Only one piece of carry-on luggage allowed? Make it this book.

Only one piece of carry-on luggage allowed? Make it this book.

Dear Readers, as you head into that great American tradition, a long, lost weekend of drunken pyromania family, friends, and tasty BBQ, take a minute to consider the less fortunate, like adventure travel writer Carl Hoffman, whose new book  ‘LUNATIC EXPRESS: Discovering the World…Via its Most Dangerous Buses, Boats, Trains, and Planes’ has just hit the shelves, despite his many apparent efforts to off himself while reporting it. Hoffman just returned from Thailand, where he traveled to write a piece about his 81-year old father’s restaurant in Chiang Mai. We caught up with him just as the jet lag was wearing off.

In one sentence, please defend your sanity. Thank you.

I did not jump out of a plane or climb a mountain or plunge down a waterfall in a kayak; I merely bought tickets on regularly scheduled buses, boat, trains and planes that millions of people take every day.

Seriously, should travelers throw caution to the wind and take their own Lunatic Express trips? What is it about moving around the world through these kinds of corridors that you found so compelling?
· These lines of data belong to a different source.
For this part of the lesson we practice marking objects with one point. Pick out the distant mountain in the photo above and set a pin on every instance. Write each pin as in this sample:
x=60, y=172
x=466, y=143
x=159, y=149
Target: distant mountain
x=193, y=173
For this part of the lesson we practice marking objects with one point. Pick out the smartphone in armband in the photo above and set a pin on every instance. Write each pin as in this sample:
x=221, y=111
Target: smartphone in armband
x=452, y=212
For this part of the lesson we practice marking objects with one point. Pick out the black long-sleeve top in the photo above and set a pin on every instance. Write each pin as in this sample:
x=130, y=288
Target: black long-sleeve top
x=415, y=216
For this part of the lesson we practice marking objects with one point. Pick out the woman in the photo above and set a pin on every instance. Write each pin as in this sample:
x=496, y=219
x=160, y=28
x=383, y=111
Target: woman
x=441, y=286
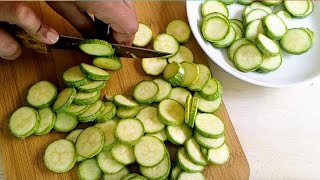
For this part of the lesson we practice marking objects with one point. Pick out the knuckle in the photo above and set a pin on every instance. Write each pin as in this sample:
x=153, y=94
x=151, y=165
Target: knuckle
x=12, y=49
x=21, y=11
x=132, y=28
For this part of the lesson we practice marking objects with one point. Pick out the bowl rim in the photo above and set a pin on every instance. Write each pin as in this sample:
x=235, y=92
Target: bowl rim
x=239, y=75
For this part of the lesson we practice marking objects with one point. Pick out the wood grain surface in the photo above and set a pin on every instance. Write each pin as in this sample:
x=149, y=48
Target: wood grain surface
x=23, y=159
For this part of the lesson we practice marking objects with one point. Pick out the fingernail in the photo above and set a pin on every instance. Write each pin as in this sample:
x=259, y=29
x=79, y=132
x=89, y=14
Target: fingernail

The whole point of the journey wasn’t some death defying macho thing, but to use those conveyances as a window through which to see and understand the world as it is for the majority of its people.  The world is changing rapidly and huge numbers of people, mostly poor, are on the move, traveling from countryside to city, from one end to the other of enormous cities, from country to country, on epic and often dangerous and uncomfortable journeys.  If you’re looking for an authentic travel experience, if you’re looking to meet people and plunge deeply into the world, than there’s no better place than an overcrowded Indonesian ferry or a jam-packed Kenyan Matatu or Mumbai commuter train.  And I found that the further off the beaten path I got, the more I put myself into places few westerners went, the more gracious the people became and I was treated with great care and hospitality.  So, in a word, yes.  Everyone should take their own Loony journey.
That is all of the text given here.